December 2006 – 2007
Dr. Robert Baron is devoting his Smithsonian Fellowship in Museum Practice to researching what curation means within museums with regard to both the curation of objects and the curation of intangible dimensions of culture through public programs.
“Curator,” long viewed primarily as a term for those charged with exhibiting, researching, maintaining and managing museum collections, has in recent years been applied expansively (and often loosely) to a wide range of endeavors both within and outside of museums. Nowadays, within museums, there are curators of public programs, education and film in museums in addition to curators responsible for collections of objects. He asks: “If curation is no longer seen as associated exclusively with objects, what does – and should - “curating” now entail?”
Dr. Baron’s project will contribute to an understanding of what public programming means as curatorial practice, and the professional standards and practices characteristic of this aspect of museum education. He plans to share his findings through publications, conference sessions, and lectures with the museum and folklore fields, and he expects his research will inform his assistance to the constituents of the funding program he directs.

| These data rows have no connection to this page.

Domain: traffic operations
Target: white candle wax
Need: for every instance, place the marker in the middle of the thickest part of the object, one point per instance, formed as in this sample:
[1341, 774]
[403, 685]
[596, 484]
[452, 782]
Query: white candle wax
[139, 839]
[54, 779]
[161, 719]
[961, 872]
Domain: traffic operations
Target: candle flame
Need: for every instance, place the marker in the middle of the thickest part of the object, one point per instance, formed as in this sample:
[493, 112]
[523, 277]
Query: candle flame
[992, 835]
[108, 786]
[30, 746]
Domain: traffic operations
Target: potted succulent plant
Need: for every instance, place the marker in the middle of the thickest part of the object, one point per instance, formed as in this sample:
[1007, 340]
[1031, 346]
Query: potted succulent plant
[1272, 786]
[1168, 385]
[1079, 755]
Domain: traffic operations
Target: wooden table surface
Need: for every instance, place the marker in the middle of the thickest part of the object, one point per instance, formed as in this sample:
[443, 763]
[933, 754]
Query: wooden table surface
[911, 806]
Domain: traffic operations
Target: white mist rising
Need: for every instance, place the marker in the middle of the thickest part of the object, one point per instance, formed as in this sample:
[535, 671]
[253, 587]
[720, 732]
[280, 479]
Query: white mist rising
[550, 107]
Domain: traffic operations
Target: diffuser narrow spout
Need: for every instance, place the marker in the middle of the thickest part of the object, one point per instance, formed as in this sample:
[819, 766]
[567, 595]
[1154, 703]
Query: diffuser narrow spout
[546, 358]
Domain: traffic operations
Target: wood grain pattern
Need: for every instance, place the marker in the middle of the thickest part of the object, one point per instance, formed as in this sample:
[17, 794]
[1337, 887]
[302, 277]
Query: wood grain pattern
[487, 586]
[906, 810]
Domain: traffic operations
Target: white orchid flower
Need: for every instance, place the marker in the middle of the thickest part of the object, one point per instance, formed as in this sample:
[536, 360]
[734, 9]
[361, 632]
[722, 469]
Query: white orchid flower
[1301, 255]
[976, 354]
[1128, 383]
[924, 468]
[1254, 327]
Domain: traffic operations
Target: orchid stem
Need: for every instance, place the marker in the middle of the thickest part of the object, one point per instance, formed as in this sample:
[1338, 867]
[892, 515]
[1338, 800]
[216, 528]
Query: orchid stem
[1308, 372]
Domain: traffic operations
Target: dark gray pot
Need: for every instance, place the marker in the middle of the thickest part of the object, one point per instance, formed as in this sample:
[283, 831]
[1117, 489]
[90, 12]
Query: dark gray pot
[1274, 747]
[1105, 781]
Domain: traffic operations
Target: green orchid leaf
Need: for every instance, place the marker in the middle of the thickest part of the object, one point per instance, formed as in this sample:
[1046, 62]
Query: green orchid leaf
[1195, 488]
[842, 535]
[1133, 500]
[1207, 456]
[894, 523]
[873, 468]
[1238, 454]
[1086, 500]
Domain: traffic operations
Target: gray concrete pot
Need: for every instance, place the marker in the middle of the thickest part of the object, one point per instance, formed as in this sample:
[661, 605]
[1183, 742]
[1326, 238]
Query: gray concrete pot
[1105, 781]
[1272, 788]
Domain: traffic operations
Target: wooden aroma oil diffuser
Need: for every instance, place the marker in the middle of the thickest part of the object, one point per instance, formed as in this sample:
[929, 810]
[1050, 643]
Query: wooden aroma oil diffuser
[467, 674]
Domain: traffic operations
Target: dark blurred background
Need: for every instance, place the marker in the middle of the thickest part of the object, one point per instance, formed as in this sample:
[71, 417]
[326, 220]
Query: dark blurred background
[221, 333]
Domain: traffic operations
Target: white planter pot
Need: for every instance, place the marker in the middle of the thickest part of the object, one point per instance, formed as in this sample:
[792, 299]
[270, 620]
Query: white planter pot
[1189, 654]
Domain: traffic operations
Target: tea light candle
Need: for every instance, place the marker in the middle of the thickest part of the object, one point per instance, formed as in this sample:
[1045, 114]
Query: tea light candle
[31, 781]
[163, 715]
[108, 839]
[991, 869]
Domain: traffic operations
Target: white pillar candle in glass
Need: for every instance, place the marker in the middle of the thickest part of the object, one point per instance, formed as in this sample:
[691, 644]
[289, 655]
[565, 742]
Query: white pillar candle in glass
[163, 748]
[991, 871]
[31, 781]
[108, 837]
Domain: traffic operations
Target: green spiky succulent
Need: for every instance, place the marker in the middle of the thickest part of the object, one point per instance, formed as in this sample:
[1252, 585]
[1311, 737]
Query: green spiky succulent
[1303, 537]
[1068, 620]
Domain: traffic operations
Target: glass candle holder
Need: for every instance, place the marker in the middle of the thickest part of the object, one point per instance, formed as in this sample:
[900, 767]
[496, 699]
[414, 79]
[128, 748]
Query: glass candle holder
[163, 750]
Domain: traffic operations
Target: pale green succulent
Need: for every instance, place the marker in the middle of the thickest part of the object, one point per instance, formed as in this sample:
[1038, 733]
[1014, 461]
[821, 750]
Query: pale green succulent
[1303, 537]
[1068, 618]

Dr. Baron is Director, Folk Arts Program, New York State Council on the Arts (NYSCA) and a Non-Resident Fellow in the W. E. B. Du Bois Institute for African and African-American Research of Harvard University. The Folk Arts Program at NYSCA provides support for the documentation, presentation and interpretation of folk arts by museums, local arts councils and folk arts organizations. He holds a Ph.D. and an M.A. in Folklore and Folklife from the University of Pennsylvania and an undergraduate degree with an Anthropology major from the University of Chicago.